Everything You Wanted To Know About The War Protest in Washington D.C,......

...but were afraid to ask. I mean most of us think it was just a bunch of Americans protesting the war, right? Just ordinary men and women taking advantage of our right to protest in this country.

Think again.

The NY Times, and The Seattle Times. and The Washington Post all covered the protest. Yet none of them covered the fact that the groups that largely sponsored the rally, "The Answer Coalition" and "United for Peace and Justice," had questionable connections to say the least. As Christopher Hitchens tell us:

"International ANSWER," the group run by the "Worker's World" party and fronted by Ramsey Clark, which openly supports Kim Jong-il, Fidel Castro, Slobodan Milosevic, and the "resistance" in Afghanistan and Iraq, with Clark himself finding extra time to volunteer as attorney for the génocidaires in Rwanda. " In other words, asHitchensn puts it, International ANSWER is a front for "(depending on the day of the week) fascism, Stalinism, and jihadism."

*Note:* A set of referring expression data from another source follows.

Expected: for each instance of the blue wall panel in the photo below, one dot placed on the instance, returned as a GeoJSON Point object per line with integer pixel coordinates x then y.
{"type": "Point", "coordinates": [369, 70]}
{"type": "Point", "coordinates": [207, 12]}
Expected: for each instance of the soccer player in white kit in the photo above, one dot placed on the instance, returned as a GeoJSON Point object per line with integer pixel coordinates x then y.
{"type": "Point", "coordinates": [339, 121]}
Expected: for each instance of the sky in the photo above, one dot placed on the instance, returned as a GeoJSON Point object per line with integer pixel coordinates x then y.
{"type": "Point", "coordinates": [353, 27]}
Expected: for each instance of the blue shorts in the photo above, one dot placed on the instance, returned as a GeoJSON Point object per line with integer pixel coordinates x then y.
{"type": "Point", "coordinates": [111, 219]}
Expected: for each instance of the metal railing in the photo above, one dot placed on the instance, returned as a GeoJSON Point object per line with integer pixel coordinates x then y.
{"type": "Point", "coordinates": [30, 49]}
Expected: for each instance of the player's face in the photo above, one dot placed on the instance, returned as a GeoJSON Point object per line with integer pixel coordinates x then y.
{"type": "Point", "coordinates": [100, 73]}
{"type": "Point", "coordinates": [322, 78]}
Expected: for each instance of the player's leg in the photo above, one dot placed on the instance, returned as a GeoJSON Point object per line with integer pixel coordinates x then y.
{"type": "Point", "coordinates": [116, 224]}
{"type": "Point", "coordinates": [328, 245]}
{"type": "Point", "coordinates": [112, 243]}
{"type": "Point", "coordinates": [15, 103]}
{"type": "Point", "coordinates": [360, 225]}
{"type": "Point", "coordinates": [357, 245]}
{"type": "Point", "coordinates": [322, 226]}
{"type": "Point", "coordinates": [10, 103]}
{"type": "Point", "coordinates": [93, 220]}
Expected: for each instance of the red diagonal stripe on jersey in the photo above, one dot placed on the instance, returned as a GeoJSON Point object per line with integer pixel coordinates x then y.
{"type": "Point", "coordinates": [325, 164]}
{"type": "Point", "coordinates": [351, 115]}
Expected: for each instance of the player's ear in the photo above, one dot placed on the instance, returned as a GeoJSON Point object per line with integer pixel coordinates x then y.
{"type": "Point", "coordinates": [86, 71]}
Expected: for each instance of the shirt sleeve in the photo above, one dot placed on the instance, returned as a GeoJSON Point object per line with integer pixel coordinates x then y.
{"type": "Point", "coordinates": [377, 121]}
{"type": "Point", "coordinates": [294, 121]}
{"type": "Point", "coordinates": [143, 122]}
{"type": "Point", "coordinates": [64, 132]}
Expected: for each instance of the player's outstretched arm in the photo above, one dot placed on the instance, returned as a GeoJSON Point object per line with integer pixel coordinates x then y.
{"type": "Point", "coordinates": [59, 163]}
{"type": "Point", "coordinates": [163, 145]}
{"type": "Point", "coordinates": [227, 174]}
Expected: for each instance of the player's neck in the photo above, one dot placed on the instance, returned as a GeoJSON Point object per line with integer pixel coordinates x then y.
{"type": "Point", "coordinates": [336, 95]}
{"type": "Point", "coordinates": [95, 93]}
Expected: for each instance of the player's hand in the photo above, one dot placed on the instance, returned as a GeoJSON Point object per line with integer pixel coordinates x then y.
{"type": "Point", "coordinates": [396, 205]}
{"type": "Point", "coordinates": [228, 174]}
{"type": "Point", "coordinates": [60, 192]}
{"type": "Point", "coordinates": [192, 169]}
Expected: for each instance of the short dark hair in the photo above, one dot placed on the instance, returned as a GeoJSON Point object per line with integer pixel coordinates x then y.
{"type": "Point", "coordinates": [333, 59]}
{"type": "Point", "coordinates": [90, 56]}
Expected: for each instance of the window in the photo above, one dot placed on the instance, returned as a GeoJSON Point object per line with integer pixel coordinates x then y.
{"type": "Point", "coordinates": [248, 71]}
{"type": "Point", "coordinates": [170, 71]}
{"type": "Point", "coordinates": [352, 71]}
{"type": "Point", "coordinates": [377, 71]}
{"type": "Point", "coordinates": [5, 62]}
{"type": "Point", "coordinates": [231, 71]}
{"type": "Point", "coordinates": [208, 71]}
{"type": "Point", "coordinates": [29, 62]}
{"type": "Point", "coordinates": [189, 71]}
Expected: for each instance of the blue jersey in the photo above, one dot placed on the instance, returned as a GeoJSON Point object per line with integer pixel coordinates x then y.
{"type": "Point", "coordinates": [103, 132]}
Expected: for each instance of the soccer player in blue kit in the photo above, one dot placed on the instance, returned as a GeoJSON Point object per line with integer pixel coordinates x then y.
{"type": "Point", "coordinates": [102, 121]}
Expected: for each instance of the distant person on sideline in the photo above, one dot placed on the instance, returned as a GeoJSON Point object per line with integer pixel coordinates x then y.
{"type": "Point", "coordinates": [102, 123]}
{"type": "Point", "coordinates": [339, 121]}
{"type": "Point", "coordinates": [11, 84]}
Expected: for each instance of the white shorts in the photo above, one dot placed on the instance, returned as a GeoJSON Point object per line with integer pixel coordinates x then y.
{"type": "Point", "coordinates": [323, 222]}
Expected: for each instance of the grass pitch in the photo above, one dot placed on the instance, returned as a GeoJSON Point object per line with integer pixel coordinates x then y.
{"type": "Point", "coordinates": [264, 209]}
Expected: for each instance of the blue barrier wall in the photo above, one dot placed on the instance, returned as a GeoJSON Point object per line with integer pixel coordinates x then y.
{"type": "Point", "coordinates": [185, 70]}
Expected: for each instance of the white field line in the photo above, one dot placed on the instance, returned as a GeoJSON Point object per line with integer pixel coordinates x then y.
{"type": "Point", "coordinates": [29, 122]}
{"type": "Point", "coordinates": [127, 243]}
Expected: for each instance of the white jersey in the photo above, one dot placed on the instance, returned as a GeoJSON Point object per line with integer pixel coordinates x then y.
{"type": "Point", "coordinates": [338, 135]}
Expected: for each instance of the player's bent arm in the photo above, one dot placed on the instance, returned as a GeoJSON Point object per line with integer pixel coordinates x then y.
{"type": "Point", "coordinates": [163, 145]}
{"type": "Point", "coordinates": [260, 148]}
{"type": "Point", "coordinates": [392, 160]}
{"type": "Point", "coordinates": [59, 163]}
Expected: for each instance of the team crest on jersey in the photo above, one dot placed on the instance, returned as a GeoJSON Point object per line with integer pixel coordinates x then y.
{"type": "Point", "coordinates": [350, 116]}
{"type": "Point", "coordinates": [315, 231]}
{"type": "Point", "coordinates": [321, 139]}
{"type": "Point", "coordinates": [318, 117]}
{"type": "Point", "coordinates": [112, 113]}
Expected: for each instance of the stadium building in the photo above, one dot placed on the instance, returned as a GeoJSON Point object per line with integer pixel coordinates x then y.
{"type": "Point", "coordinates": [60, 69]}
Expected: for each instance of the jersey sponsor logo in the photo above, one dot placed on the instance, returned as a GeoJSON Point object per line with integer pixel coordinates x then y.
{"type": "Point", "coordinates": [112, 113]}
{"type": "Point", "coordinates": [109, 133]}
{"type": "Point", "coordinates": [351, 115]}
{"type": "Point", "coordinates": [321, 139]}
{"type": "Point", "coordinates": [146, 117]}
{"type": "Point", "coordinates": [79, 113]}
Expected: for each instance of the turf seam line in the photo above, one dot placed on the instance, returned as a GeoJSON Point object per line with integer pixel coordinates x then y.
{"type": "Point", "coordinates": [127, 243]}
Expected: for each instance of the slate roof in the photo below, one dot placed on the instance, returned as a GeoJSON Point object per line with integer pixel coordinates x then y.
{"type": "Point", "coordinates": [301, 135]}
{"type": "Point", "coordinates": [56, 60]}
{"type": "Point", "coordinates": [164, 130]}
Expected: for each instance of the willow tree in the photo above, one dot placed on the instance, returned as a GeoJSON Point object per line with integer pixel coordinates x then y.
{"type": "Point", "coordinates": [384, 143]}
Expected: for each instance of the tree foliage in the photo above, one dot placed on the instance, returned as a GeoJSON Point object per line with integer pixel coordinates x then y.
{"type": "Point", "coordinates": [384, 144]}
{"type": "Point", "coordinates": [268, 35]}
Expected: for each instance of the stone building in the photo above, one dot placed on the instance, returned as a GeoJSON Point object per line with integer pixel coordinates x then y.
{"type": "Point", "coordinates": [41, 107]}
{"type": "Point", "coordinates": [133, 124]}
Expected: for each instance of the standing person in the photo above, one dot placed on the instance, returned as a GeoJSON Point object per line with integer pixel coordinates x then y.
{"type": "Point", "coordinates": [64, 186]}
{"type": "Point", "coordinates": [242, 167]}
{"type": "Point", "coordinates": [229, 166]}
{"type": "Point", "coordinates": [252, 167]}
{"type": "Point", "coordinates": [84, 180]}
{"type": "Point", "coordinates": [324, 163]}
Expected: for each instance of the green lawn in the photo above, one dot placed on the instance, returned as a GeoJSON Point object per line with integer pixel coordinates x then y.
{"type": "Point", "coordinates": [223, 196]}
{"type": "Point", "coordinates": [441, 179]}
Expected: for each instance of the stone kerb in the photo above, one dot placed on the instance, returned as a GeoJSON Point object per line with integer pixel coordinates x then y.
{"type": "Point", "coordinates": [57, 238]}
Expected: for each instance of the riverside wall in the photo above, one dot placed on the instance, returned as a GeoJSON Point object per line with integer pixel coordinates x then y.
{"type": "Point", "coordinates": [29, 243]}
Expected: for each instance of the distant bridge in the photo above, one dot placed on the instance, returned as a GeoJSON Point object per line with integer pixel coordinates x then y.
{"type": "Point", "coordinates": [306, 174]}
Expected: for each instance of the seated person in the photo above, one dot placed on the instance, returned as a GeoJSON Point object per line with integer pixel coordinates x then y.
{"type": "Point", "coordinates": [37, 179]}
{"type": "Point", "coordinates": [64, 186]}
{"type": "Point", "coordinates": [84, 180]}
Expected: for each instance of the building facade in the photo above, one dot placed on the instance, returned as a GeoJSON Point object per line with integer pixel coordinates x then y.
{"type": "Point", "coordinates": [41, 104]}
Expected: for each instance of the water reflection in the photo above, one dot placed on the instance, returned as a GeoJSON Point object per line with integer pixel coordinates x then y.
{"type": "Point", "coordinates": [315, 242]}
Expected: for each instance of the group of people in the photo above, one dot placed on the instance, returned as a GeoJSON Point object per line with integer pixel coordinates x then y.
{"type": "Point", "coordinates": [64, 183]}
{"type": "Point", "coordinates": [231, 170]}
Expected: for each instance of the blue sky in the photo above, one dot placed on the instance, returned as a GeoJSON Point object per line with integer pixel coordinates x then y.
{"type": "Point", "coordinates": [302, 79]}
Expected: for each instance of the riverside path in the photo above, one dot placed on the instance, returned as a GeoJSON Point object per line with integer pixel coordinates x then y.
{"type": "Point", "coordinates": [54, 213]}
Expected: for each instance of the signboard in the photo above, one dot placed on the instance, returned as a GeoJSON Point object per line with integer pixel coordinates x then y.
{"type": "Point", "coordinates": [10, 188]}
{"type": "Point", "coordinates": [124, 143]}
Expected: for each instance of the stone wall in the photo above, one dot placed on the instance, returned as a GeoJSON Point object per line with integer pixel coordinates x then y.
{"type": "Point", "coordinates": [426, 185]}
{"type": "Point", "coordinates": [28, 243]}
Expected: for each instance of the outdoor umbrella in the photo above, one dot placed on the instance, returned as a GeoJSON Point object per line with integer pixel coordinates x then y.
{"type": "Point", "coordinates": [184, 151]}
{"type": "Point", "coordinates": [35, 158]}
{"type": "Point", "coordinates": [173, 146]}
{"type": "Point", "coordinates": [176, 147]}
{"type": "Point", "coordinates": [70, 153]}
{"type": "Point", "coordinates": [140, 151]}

Hitchens as this on United for Peace and Justice:

"The group self-lovingly calling itself "United for Peace and Justice" is by no means "narrow" in its "antiwar focus" but rather represents a very extended alliance between the Old and the New Left, some of it honorable and some of it redolent of the World Youth Congresses that used to bring credulous priests and fellow-traveling hacks together to discuss "peace" in East Berlin or Bucharest. Just to give you an example, from one who knows the sectarian makeup of the Left very well, I can tell you that the Worker's World Party—Ramsey Clark's core outfit—is the product of a split within the Trotskyist movement. These were the ones who felt that the Trotskyist majority, in 1956, was wrong to denounce the Russian invasion of Hungary. The WWP is the direct, lineal product of that depraved rump. If the "United for Peace and Justice" lot want to sink their differences with such riffraff and mount a joint demonstration, then they invite some principled political criticism on their own account."

Hitchens goes on to explain how these groups are not really anti-war as much as anti-this war.
Read the whole thing. I honestly don't know what we would do without Christopher Hitchens to guide us through international groups we are not familiar with. And believe me when I say I never thought I would ever say that.

The thing I want the left who read my blog to consider, is that THIS is the kind of people marching at Washington D.C., so you might want to watch the company you keep.